Révolution dans l’économie spatiale
Le coût de lancement de charges dans l’espace a longtemps été un des principaux freins pour l’industrie aérospatiale. La NASA, dans divers travaux, documente que durant les dernières décennies du XXe siècle, les prix de lancement se situaient entre 10 000 et plus de 20 000 dollars par kilo. En moyenne, le coût était d’environ 18 500 dollars/kg en orbite basse, le programme de la navette spatiale étant particulièrement coûteux en raison de sa complexité et de ses dépenses opérationnelles. Ce modèle reposait non seulement sur des systèmes de lancement coûteux, mais aussi sur des composants jetables, des processus manuels et des opérations hautement spécialisées.
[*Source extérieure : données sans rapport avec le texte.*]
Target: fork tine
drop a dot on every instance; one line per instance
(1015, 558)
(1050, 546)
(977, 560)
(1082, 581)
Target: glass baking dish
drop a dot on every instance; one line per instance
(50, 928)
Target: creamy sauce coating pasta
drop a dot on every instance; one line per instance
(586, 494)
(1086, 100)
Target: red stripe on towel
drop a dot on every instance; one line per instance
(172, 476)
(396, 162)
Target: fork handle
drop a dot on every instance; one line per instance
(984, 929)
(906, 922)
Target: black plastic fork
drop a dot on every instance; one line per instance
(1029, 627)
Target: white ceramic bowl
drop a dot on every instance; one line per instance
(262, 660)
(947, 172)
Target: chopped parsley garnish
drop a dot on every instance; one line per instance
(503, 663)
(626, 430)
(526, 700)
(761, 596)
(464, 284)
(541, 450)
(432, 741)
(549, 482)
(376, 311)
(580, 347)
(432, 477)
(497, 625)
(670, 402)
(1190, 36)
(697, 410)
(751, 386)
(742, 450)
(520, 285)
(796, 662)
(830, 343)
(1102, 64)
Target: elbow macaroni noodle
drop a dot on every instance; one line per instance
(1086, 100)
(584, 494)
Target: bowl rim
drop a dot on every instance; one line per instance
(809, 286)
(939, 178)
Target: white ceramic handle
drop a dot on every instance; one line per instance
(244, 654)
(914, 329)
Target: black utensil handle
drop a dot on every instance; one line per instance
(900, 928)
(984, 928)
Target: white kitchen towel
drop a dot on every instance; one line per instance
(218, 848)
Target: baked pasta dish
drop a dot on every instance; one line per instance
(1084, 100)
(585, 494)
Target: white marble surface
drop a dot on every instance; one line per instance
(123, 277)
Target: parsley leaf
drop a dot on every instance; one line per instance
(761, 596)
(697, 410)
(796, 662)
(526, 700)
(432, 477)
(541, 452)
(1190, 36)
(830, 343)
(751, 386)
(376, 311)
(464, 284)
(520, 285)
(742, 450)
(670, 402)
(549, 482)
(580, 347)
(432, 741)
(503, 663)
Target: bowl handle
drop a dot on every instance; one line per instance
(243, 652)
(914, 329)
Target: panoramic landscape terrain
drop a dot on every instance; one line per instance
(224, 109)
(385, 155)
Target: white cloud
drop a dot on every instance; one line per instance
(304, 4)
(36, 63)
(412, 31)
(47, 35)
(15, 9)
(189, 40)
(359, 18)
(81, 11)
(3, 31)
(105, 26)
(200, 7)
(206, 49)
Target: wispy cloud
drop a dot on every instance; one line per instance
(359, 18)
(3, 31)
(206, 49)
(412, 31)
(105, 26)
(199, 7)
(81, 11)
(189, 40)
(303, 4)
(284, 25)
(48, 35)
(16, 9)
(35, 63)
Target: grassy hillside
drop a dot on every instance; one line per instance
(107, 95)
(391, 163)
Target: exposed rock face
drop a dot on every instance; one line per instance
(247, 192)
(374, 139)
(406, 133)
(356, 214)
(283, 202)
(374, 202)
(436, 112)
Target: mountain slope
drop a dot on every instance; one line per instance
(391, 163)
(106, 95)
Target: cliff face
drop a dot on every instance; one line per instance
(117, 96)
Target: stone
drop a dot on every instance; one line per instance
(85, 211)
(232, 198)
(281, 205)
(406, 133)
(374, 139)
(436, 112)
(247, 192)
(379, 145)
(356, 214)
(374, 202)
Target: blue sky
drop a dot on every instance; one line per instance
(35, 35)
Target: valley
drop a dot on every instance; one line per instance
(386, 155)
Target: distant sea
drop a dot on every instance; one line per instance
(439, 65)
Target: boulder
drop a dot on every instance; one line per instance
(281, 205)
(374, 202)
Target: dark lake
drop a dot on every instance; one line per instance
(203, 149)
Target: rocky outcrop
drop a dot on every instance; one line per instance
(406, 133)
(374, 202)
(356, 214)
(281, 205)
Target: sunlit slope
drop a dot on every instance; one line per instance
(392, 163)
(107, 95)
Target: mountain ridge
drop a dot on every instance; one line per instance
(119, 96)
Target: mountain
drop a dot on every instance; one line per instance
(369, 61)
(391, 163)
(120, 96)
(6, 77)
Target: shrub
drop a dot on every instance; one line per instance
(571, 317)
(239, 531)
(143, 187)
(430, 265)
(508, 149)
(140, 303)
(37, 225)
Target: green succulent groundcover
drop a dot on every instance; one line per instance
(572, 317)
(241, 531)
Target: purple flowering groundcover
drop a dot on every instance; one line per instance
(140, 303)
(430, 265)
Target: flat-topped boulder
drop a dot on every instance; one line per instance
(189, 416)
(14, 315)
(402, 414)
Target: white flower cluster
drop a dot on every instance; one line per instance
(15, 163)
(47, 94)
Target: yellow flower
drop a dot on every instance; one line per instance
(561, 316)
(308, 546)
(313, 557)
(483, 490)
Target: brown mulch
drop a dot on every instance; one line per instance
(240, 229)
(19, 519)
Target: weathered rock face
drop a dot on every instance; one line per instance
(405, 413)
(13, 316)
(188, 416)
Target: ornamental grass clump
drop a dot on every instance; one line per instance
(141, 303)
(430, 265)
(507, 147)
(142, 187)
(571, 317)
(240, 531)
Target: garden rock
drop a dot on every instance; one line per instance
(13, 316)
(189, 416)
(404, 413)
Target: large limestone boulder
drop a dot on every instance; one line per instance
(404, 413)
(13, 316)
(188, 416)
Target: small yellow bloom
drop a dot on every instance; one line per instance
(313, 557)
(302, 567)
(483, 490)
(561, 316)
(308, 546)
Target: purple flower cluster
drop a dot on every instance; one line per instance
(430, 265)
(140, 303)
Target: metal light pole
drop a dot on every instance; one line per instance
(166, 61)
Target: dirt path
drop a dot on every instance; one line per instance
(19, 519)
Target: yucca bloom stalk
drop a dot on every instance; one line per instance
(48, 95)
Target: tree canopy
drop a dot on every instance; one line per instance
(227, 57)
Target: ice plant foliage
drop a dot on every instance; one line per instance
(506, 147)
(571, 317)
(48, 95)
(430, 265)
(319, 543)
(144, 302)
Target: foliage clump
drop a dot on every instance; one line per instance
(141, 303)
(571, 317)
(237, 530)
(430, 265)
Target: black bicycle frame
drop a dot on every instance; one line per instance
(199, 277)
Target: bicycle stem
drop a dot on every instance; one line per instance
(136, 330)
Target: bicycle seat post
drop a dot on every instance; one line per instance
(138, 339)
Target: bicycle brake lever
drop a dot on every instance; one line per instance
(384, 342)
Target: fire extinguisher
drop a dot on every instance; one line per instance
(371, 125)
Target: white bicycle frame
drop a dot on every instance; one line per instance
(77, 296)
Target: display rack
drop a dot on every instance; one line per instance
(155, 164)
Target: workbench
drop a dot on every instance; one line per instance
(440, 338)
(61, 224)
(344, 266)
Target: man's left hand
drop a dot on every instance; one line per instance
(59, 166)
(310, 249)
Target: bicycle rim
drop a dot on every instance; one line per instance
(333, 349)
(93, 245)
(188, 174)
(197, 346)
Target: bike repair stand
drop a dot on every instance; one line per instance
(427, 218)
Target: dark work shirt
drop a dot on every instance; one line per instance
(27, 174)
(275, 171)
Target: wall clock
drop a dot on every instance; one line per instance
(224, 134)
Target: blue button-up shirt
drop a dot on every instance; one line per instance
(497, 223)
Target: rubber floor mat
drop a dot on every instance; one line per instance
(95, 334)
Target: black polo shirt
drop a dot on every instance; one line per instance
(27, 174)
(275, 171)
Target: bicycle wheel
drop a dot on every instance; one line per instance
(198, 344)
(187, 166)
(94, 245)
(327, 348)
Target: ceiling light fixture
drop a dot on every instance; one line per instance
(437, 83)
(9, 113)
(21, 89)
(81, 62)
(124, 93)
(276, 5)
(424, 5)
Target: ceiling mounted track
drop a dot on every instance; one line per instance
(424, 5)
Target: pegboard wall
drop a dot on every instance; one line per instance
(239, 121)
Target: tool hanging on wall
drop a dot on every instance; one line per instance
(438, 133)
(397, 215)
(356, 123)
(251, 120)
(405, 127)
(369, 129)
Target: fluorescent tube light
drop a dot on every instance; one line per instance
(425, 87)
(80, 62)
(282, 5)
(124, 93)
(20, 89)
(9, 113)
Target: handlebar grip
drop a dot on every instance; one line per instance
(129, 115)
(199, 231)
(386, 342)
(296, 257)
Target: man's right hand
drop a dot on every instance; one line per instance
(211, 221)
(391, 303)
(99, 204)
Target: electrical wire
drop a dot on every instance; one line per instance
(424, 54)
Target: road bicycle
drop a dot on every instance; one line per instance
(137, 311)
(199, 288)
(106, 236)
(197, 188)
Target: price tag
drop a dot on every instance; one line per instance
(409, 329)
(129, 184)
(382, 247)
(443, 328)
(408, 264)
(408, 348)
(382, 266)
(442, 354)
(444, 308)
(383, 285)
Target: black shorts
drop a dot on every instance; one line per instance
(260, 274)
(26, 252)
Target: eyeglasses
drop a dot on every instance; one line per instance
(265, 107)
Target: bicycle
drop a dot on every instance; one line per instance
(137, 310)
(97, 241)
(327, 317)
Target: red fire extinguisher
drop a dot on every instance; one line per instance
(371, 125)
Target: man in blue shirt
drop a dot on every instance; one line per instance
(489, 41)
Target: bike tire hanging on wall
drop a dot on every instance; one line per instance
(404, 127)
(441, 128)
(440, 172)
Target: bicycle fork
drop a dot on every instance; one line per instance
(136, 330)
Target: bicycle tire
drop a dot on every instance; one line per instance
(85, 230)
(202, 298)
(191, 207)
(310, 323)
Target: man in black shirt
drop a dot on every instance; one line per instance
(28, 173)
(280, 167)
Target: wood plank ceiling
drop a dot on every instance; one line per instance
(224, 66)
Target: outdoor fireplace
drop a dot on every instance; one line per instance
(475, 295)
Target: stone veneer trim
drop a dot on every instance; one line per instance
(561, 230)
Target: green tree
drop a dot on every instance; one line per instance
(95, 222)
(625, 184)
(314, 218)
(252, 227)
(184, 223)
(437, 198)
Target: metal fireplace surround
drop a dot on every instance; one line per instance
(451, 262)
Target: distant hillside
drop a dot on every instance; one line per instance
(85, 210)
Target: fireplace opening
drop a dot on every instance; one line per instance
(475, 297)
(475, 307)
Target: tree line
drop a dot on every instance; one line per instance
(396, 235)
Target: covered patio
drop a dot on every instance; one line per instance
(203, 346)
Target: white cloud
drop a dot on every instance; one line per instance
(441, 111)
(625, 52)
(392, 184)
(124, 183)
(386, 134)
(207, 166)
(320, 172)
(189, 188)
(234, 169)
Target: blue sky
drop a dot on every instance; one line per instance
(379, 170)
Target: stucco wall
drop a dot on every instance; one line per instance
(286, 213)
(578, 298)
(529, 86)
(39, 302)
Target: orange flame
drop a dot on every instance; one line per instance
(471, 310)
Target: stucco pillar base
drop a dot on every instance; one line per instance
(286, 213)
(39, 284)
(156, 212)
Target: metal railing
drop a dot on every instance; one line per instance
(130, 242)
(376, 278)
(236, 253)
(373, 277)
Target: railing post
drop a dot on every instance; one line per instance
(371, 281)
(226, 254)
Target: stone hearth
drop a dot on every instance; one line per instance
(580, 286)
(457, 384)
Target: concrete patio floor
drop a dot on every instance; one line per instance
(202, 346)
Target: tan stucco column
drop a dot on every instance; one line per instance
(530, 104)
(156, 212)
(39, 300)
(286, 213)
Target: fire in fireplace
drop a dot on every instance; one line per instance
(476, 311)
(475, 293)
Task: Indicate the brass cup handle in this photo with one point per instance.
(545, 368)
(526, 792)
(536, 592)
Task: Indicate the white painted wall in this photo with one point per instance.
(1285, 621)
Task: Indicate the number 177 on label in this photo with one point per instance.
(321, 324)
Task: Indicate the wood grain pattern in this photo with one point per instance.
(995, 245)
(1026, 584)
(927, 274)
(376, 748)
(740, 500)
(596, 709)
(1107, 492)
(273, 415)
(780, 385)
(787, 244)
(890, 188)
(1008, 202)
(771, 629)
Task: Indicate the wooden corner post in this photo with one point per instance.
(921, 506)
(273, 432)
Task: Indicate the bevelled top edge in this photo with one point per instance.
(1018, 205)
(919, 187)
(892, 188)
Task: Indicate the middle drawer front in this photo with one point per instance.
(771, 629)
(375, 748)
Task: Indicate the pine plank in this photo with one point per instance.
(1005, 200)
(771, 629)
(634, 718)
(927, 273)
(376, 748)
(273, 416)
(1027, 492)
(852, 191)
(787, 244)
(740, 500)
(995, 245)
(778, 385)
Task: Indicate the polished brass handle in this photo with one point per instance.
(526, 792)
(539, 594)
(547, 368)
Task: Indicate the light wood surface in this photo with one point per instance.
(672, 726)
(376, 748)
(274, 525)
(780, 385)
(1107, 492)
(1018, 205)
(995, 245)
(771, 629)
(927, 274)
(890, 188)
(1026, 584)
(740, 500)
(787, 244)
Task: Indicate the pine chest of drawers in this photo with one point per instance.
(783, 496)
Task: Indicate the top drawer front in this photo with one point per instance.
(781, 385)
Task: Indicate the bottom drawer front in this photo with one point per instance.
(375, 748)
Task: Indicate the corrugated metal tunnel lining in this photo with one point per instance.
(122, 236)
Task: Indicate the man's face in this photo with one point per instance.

SpaceX, un acteur disruptif
La situation a été stable pendant des décennies jusqu’à ce que SpaceX redéfinisse l’économie des lancements orbitaux. L’entreprise a choisi de ne pas voir ces coûts comme inévitables, mais a plutôt investi dans la réutilisation des étages de fusée, l’optimisation des processus et la fabrication de ses propres moteurs et systèmes. Cela a permis de réduire le prix par kilo à des niveaux sans précédent. Cet acteur privé a montré qu’il était possible de lancer à un prix bien plus bas, et que le coût ne devait pas être une barrière structurelle de l’industrie.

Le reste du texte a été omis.